Contract Testing Vs Integration Testing
Integration testing has to exist in order to validate if the system is working before promotion to the production environment, but the scenarios can be significantly reduced.
The impact of this could be:
- Faster feedback before releasing to the integration environment.
- Less reliance on the stability of the integration environment.
- Fewer environments supporting multiple API versions.
- Reduced unstable environment instances due to integration issues.
|Clearly Pinpoint Failure||Many layers||Very Easy|
Firstly, contract testing does not replace integration testing. But it probably can replace some of your existing integration test scenarios, shift left, and provides faster feedback to your software development lifecycle.
In integration testing, you will be verifying the context in which the API lives, such as the environment architecture, the deployment process, etc.
Therefore you want to be running the core test scenarios which would confirm the configuration, for example, the health check endpoint for the api version. Also proving whether the deployment was successful by returning a 200 response.

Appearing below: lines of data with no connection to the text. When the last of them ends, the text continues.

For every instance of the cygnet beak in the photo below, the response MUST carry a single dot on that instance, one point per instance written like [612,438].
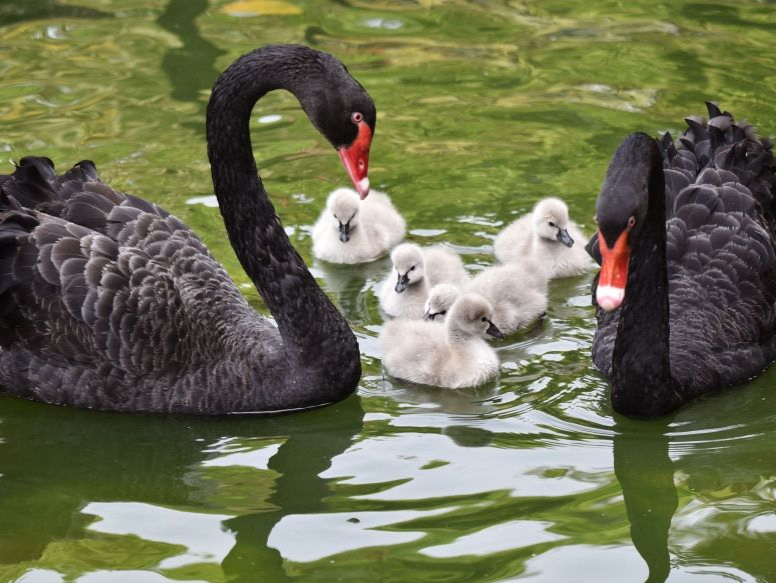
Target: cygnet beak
[494,331]
[564,237]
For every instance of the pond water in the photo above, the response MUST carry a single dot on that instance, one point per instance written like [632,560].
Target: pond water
[484,106]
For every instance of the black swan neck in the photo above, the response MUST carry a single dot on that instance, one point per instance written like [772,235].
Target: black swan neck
[642,384]
[316,338]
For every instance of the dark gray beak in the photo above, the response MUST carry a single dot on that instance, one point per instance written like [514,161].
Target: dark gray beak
[563,237]
[494,331]
[345,232]
[401,284]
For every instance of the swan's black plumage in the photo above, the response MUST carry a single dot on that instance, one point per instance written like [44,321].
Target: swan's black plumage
[699,312]
[107,301]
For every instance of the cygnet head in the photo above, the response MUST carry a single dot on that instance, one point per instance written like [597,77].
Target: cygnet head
[342,205]
[472,315]
[408,265]
[551,220]
[440,299]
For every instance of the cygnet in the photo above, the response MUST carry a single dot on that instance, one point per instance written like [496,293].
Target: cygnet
[548,236]
[451,355]
[351,230]
[415,271]
[518,294]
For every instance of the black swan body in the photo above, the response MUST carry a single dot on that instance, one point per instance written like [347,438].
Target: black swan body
[109,302]
[686,296]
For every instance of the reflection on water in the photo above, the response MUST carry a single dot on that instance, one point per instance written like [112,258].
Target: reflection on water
[484,107]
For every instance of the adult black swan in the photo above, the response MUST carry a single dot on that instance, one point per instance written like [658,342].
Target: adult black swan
[109,302]
[686,295]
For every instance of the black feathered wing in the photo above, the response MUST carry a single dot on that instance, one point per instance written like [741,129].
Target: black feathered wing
[720,257]
[125,296]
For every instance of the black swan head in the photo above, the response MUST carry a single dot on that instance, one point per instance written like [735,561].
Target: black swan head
[635,173]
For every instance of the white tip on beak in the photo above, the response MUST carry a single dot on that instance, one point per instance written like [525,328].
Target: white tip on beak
[363,187]
[608,297]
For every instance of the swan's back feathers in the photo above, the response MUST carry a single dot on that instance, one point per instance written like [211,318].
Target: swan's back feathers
[720,256]
[121,294]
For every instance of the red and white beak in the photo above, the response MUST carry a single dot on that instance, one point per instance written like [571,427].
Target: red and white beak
[355,158]
[614,272]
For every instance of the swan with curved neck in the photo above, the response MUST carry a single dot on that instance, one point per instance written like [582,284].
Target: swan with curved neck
[111,303]
[686,296]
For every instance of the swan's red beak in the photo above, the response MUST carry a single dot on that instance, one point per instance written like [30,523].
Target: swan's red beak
[614,272]
[355,158]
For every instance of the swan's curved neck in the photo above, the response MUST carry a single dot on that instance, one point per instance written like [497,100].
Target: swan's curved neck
[642,384]
[308,322]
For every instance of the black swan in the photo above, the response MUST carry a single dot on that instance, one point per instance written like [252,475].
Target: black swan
[109,302]
[686,295]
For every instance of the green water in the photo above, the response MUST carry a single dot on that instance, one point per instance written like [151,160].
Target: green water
[484,106]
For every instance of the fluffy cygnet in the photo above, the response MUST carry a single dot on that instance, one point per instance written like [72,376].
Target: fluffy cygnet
[518,294]
[351,230]
[415,271]
[452,354]
[548,236]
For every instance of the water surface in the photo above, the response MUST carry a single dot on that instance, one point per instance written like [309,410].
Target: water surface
[483,108]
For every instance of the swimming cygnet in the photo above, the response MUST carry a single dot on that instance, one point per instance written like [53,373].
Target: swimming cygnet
[518,294]
[351,230]
[451,355]
[548,236]
[415,271]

In contract testing, you are testing the specifics of the API, which includes the edge cases related to the API structure, content (E.g. field values, keys exist), and error responses. For example, does the API handle null values or are they stripped from the API response (another real example).
Some Benefits (If you’re not already sold)
Enlisted below are some of the benefits to draw upon while selling contract testing to the wider business:
- Faster deployment of software
- A single source of truth
- Visibility of all consumers
- Ease of testing against different API versions.
Frequently Asked Questions
Some common questions while trying to persuade people to adopt contract testing include:
Q #1) We have 100% test coverage already so we don’t need it.
Answer: Well that’s impossible, but contract testing has many other benefits than just test coverage.
Q #2) It’s the Solution Architect’s responsibility to communicate API changes.
Answer: Quality is the whole team’s responsibility.
Q #3) Why are we creating the test scenarios for the API team?
Answer: The API team doesn’t know how the web service works, so why should it be there responsibility.
Q #4) Our end-to-end tests cover the whole flow from start to finish, including other integration points.
Answer: Exactly why we are splitting the tests to test one thing and it’s not your responsibility to test the end-to-end flow of a system that you don’t know how it works.
Q #5) In which team’s repository does the tests live?
Answer: Both. The consumer in their repository and Provider in theirs. Then in the central point, the contract lives outside of either of them.
These are the arguments that we find it hard to argue against when it comes to transitioning to contract to test:
- Swagger documentation already in place which can be used to generate integration tests.
- Teams own both front-end and back-end services with an effective mechanism for API changes.
How does this fit into your continuous integration test suite? The desirable place for contract testing to live is with your unit tests.
Consumer tests spin up a mock server that requires no external dependencies outside of the test.
Provider tests require an API instance, therefore the local API can be wrapped using an in-memory test server. However, if it is not easy to wrap your API locally, a workaround that we have used previously is where we spun up an environment and deploy the code to this environment as a part of the pull request automated checks.
In this tutorial, we learned what contract testing means and what it looks like in a microservice infrastructure, and saw how it looks in a real-world example.
Lessons have been learned about how contract testing can help you shift your integration testing to the left. In addition, we saw how it can reduce costs to your organization by reducing feedback times related to integration issues.
Contract testing is not only a tool for technical testing, it enforces the collaboration of development teams by communicating changes and encouraging testing as one unit. Overall, this should be a prerequisite to anyone looking to move to Continuous Deployment.